3.3. Prediction of B-cell and T-cell Epitopes
The epitope selection process was carried out in two main stages. Initially, the three selected antigens (SAG1, GRA1, and MIC4) were analyzed to predict potential B-cell epitopes, and the identified epitope sites are summarized in Table 1 . Next, each of these B-cell epitope sites was evaluated for the presence of T-cell epitopes. Fragments of 120 amino acids containing the highest number of T-cell epitopes with binding scores above 9 were prioritized as immunologically relevant regions, as summarized in Table 2 . Analysis of T-cell epitope prediction revealed multiple high-affinity MHC class I and class II binding peptides within these selected fragments. These regions contained the highest density of predicted MHC-binding epitopes across the evaluated alleles specific to the BALB/c mouse model. Given the critical role of Th1-mediated immune responses in controlling intracellular parasites such as T. gondii , these fragments were prioritized for chimeric vaccine construction. In parallel, the selected fragments exhibited favorable immunogenic properties, including high surface accessibility, antigenicity, hydrophilicity, and flexibility, representing overlapping B-cell and T-cell epitope-rich regions.
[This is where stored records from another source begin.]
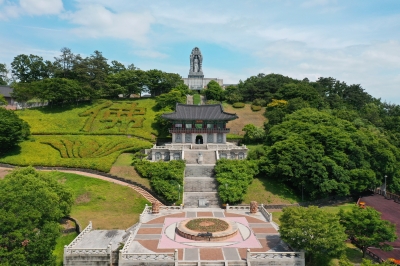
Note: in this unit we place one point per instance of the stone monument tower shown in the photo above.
(196, 64)
(196, 80)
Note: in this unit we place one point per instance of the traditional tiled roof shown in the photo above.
(5, 91)
(199, 112)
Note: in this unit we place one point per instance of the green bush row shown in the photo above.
(166, 178)
(238, 105)
(234, 177)
(255, 108)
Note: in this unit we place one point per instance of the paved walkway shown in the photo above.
(158, 235)
(141, 191)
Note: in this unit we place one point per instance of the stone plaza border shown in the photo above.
(185, 232)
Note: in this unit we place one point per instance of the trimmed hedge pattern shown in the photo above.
(238, 105)
(255, 108)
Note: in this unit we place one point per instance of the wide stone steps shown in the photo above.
(192, 199)
(200, 184)
(145, 194)
(192, 157)
(199, 171)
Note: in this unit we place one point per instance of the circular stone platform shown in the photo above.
(209, 232)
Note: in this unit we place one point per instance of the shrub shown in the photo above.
(165, 177)
(238, 105)
(234, 177)
(259, 102)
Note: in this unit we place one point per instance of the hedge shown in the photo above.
(238, 105)
(255, 108)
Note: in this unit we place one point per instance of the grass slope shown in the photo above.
(69, 120)
(107, 205)
(35, 152)
(246, 116)
(123, 168)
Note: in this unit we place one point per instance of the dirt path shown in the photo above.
(144, 193)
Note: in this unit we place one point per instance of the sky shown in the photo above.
(355, 41)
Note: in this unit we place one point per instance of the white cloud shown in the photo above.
(30, 7)
(150, 54)
(41, 7)
(96, 21)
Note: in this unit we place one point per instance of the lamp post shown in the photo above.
(385, 185)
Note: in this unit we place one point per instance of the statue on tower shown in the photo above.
(196, 61)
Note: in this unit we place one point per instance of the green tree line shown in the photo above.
(71, 77)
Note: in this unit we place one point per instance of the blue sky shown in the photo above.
(355, 41)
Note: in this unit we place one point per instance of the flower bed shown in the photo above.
(207, 225)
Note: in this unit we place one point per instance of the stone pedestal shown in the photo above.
(253, 207)
(155, 207)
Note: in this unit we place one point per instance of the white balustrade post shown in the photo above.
(176, 257)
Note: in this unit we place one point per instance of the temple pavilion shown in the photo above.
(198, 127)
(199, 124)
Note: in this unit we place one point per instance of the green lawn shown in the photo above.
(93, 152)
(107, 205)
(113, 119)
(123, 168)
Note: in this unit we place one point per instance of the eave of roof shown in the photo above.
(199, 112)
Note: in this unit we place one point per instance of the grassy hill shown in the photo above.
(85, 135)
(246, 116)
To provide a clear overview, the overall workflow for B-cell and T-cell epitope prediction and selection is summarized in Figs. ( 1 and 2 ).
| B-cell Parameters | SAG1 | GRA1 | MIC4 |
|---|---|---|---|
| Bepipred Linear Epitope | 20-80, 80-145, 145-245, 245-300, 300-330 | 67-78, 87-98, 122-145, 170-180 | 70-95, 172-185, 208 222, 240-260, 305-320, 330-405, 417-445 |
| Beta-Turn | 45-65, 90-115, 125-140, 160-170, 180-265, 285-295, 305-315 | 65-80, 86-98, 108-112, 120-125, 135-145, 173-186 | 60-90, 105-133, 150-165, 200-220, 305-320, 330-345, 395-405, 420-445 |
| Accessibility | 60-100, 120-155, 165-210, 220-295 | 65-75, 87-90, 105-114, 119-125, 138-147, 167-180 | 175-200, 218-235, 270-278, 285-318, 360-381 |
| Flexibility | 60-115, 120-170, 190-290, 305-315 | 70-80, 85-95, 105-115, 120-128, 137-145, 165-182 | 70-97, 175-185, 205-245, 255-278, 305-318, 360-380, 400-410, 420-445 |
| Antigenicity | 25-120, 140-220, 280-300, 310-336 | 78-86, 90-103, 115-120, 132-137, 145-170 | 100-130, 150-170, 235-270, 280-305, 330-345, 440-453 |
| Hydrophilicity | 55-115, 125-140, 160-240, 250-320 | 67-75, 85-100, 106-113, 120-145, 155-180 | 70-95, 173-185, 207-222, 240-260, 305-320, 330-345, 395-407, 415-445 |
| Protein | Amino acid Start Position1 | Number of Binding Epitopes2 | Total3 | |||||
|---|---|---|---|---|---|---|---|---|
| Name | H2-Kd | H2-Ld | H2-Dd | I-Ad | I-Ed | MHC- I | MHC- II | |
| SAG1 | 242, 273 | -- | 190, 198, 206, 221, 227, 259, 261, 275, 288 | 181, 184, 195, 200, 217, 247, 260, 268, 278, 296, 300 | 181, 214, 221, 241, 267, 271, 279, 292, 298 | 11 | 20 | 31 |
| GRA1 | -- | -- | 71, 74, 122, 137 | 65, 81, 94, 114, 142, 144, 148, 151, 155 | 155, 165, 171 | 4 | 12 | 16 |
| MIC4 | 361, 378 | -- | 374, 378, 383, 417, 424, 457, 466, 470, 471 | 369, 398, 403, 432, 441, 445, 458, 462 | 363, 369, 379, 420, 428, 444, 459, 466, 469 | 11 | 17 | 28 |
Note: 1: Epitopes exhibiting a binding score greater than 9.
2: Number of high-scoring (score > 9) epitopes predicted to bind MHC-I and MHC-II within SAG1 (181-300), GRA1 (61-180), and MIC4 (361-480) antigens.
3: Total count of epitopes with scores above 9 in the SAG1 (181-300), GRA1 (61-180), and MIC4 (361-480) antigens.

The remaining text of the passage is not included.